Peut-on fournir des compensations aux populations lésées par ces politiques ?
On peut envisager des compensations territoriales, comme au Havre où on a créé un îlot artificiel pour compenser l’extension du port sur une zone naturelle, ou des compensations financières. (cf. la politique de réduction de la déforestation REDD ) Dans ce dernier cas, il est difficile de définir un montant et d’échapper à la corruption qui gangrène certains pays.
Certaines postures d’ONG du Nord qui peuvent sembler acceptables en termes écologiques, peuvent contribuer à accroître la pauvreté. Le boycott des produits provenant d’espaces abusivement défrichés dans les PED (par exemple, les roses produites au Kenya pour le marché européen, ou le soja, le café du Brésil) qui peut se justifier sur le plan écologique, risque de rejeter dans une grande pauvreté les populations qui travaillent dans ces domaines. De tels choix demandent beaucoup de réflexion….
Quelles propositions peut-on avancer ?
Les nouveaux objectifs de développement durable annoncés pour 2030 insistent sur la lutte contre la pauvreté et la diminution des inégalités mais leur mise en œuvre est difficile.
L’Atlas des conflits pour la justice environnementale montre que les plus pauvres vivent dans les espaces les plus dégradés. Les sociologues américains ont ainsi défini un « racisme environnemental » pour qualifier l’environnement médiocre dans lequel vivent beaucoup de Noirs.
Il reste difficile d’associer les trois piliers (l’aspect écologique étant le plus facile à traiter, le plus fréquemment traité).
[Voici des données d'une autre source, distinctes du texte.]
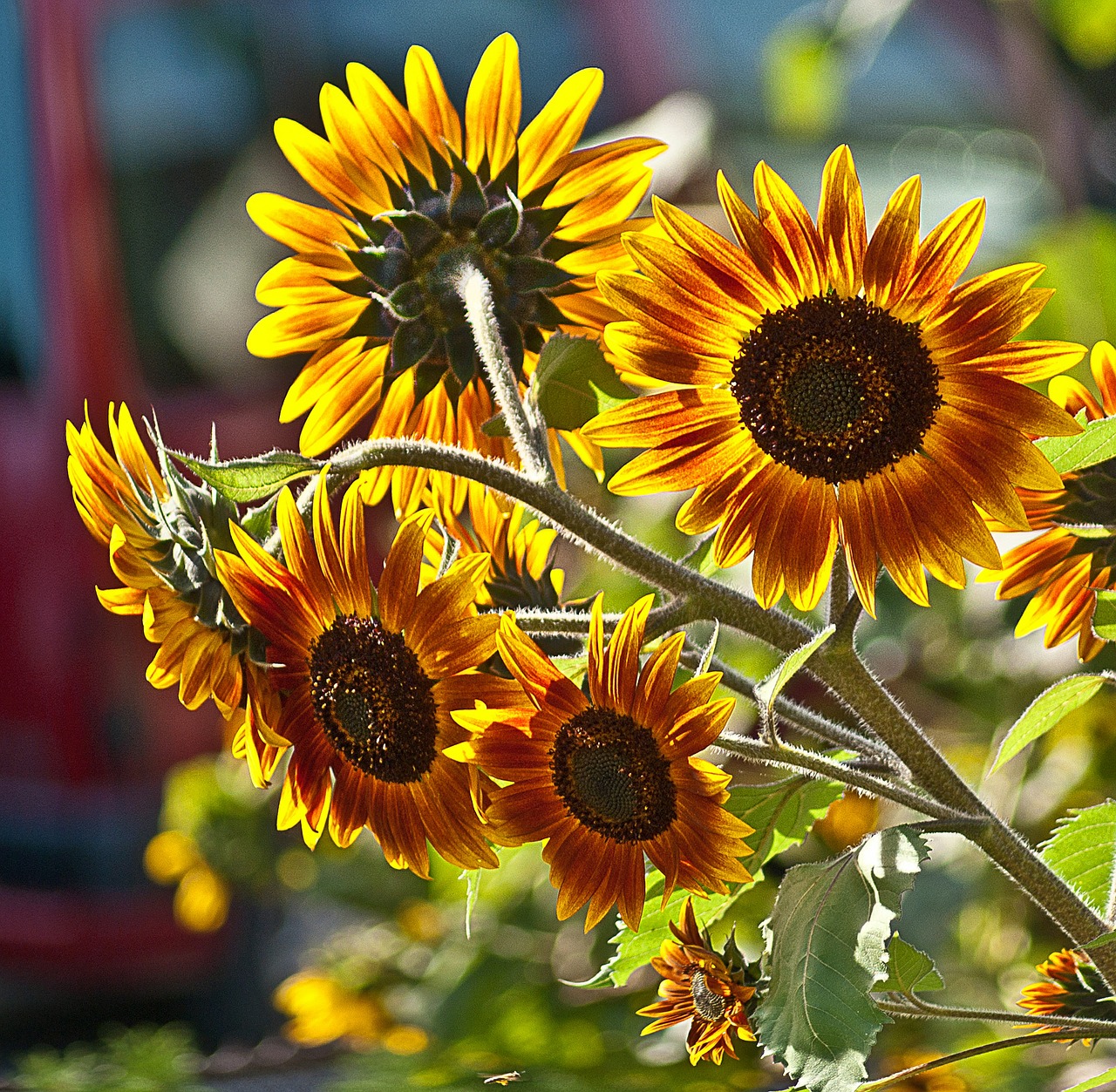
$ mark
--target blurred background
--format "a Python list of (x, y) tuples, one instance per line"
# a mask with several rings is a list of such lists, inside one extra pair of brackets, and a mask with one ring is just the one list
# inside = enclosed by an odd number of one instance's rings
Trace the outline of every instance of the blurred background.
[[(244, 349), (263, 313), (256, 281), (285, 253), (244, 201), (318, 200), (276, 148), (275, 118), (320, 132), (318, 90), (344, 85), (349, 60), (402, 97), (414, 42), (460, 107), (504, 30), (525, 118), (568, 74), (602, 67), (587, 132), (668, 141), (656, 191), (719, 229), (718, 168), (747, 196), (768, 160), (812, 211), (826, 156), (848, 142), (869, 224), (914, 173), (924, 230), (984, 195), (974, 271), (1038, 260), (1058, 289), (1029, 336), (1116, 335), (1114, 0), (0, 0), (0, 1073), (18, 1067), (25, 1086), (133, 1086), (118, 1074), (142, 1073), (154, 1083), (136, 1088), (473, 1088), (512, 1070), (556, 1090), (786, 1084), (747, 1047), (691, 1070), (684, 1028), (641, 1040), (653, 975), (620, 992), (564, 985), (594, 974), (613, 930), (556, 921), (532, 848), (483, 878), (466, 940), (454, 870), (424, 885), (369, 837), (310, 854), (297, 831), (277, 834), (276, 794), (217, 756), (217, 714), (147, 686), (152, 646), (93, 591), (113, 578), (74, 511), (64, 447), (84, 403), (103, 437), (109, 402), (127, 400), (154, 409), (173, 447), (204, 452), (214, 421), (224, 456), (297, 446), (277, 417), (302, 361)], [(684, 551), (677, 497), (620, 508), (588, 475), (574, 487)], [(393, 530), (384, 513), (382, 543)], [(620, 609), (638, 590), (570, 551), (560, 563), (568, 595), (606, 588)], [(1023, 600), (998, 603), (988, 586), (939, 587), (930, 611), (893, 592), (884, 578), (862, 644), (979, 782), (997, 733), (1074, 668), (1072, 645), (1017, 641)], [(744, 641), (721, 651), (753, 675), (772, 664)], [(1113, 712), (1094, 699), (990, 779), (989, 799), (1036, 840), (1104, 799)], [(748, 954), (786, 867), (896, 818), (845, 801), (773, 862), (737, 905)], [(955, 842), (935, 847), (904, 936), (937, 957), (959, 1003), (1012, 1005), (1061, 941)], [(360, 1051), (292, 1061), (275, 1037), (285, 1023), (288, 1042), (347, 1035)], [(984, 1037), (891, 1027), (881, 1064)], [(1112, 1064), (1104, 1050), (997, 1054), (911, 1088), (1064, 1088)], [(191, 1051), (218, 1054), (199, 1075)], [(263, 1084), (238, 1075), (268, 1065)]]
Les politiques de développement durable s’accompagnent de l’ingérence du Nord dans les Suds cela au profit d’abord des pays du Nord.
Questions et interventions de la salle
- Faut-il aller vers la démondialisation ?
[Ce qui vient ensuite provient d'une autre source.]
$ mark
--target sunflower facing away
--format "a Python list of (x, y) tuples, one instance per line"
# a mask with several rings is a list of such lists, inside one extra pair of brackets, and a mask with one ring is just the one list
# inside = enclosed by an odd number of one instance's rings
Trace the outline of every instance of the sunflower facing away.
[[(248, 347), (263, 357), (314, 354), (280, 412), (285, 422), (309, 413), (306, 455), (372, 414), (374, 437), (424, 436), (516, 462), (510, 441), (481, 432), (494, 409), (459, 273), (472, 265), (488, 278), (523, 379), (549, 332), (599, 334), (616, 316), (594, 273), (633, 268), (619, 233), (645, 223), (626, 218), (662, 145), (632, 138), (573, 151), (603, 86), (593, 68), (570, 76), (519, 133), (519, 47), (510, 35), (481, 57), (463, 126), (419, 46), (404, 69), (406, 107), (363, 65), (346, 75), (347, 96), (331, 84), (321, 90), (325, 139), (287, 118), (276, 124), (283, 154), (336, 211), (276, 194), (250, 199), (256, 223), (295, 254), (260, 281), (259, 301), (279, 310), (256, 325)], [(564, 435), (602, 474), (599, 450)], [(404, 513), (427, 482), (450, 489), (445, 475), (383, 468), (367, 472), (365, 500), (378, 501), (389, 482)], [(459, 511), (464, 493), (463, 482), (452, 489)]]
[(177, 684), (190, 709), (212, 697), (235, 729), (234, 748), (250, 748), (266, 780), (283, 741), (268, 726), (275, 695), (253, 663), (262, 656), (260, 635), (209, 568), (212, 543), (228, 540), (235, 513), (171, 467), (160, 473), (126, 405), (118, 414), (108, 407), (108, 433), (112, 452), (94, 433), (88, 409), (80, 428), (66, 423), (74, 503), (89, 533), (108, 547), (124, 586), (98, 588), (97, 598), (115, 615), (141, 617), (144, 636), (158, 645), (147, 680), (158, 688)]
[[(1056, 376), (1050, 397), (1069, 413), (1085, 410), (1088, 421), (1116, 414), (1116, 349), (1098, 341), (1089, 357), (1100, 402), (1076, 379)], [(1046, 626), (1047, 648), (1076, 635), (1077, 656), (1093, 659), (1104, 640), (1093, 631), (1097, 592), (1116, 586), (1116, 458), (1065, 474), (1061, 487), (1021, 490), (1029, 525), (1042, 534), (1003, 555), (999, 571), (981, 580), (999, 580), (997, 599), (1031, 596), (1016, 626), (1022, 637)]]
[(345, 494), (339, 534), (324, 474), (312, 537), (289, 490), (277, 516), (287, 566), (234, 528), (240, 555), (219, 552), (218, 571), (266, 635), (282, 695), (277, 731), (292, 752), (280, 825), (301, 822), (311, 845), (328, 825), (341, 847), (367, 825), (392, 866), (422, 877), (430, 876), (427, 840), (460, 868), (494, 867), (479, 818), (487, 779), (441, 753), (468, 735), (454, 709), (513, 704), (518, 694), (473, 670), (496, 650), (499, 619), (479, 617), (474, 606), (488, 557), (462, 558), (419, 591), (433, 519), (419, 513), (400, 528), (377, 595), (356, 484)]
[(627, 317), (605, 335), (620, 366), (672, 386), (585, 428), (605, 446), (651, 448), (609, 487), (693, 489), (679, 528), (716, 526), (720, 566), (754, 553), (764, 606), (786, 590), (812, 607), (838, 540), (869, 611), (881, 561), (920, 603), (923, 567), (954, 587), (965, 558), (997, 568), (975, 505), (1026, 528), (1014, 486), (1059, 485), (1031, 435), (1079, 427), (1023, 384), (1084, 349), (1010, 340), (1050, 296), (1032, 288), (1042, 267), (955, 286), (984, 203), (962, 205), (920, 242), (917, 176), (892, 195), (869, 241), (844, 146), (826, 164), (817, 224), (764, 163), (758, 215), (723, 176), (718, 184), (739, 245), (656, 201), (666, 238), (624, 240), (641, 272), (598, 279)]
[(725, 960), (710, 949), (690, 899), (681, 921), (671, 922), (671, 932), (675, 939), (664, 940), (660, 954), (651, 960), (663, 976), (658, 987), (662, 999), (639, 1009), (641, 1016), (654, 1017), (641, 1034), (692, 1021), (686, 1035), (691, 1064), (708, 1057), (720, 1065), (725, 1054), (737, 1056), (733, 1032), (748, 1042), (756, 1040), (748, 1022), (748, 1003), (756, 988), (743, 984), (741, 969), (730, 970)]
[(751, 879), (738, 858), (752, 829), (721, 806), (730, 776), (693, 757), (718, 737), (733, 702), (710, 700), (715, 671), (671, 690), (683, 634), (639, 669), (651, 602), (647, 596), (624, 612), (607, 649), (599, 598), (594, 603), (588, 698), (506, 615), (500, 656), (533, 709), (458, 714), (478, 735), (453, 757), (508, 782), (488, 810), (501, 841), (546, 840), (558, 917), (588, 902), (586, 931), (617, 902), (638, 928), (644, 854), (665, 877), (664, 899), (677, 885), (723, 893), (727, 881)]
Les mouvements écologistes ont eu raison d’attirer l’attention sur l’échelle planétaire du problème, mais il est nécessaire de tenir compte des modèles locaux.
- Quels sont les impacts de la croissance démographique sur le développement durable ?
– Dans les années 70, discours écologique et dénonciation d’une démographie galopante ont convergé pour dramatiser l’avenir. Plus récemment la croissance démographique a ralenti, ce qui pose un autre problème : le déséquilibre des classes d’âges au profit des vieux.
– Dans son ouvrage, L’Afrique noire est mal partie (1962), l’économiste René Dumont s’est alarmé de la forte fécondité africaine nuisant au développement, ce qui lui a valu le qualificatif de « néo-colonialiste » car il remettait en cause le système familial.
– La presse asiatique insiste sur le recours à la stérilisation très fréquent dans certains pays comme la Corée du sud ou Taïwan (3 femmes sur 10 n’auront pas d’enfant). La Chine a abandonné sa politique d’enfant unique et doit affronter aujourd’hui le problème de l’entretien des parents âgés.
– En Egypte la démographie a été contenue sous la présidence de Moubarak dont l’épouse a œuvré en faveur de la contraception. Actuellement la démographie est galopante, surtout dans le sud où la situation des enfants est catastrophique.
- Y a-t-il des endroits heureux dans le monde ?
Il est difficile de répondre à cette question car bien-être et bonheur ne sont pas toujours étroitement corrélés.
Pour clore la soirée, on évoque le débat entre pays riches, où on stigmatise les inégalités sociales mais sans proposer de programme, et pays pauvres dont le modèle reste celui des pays riches.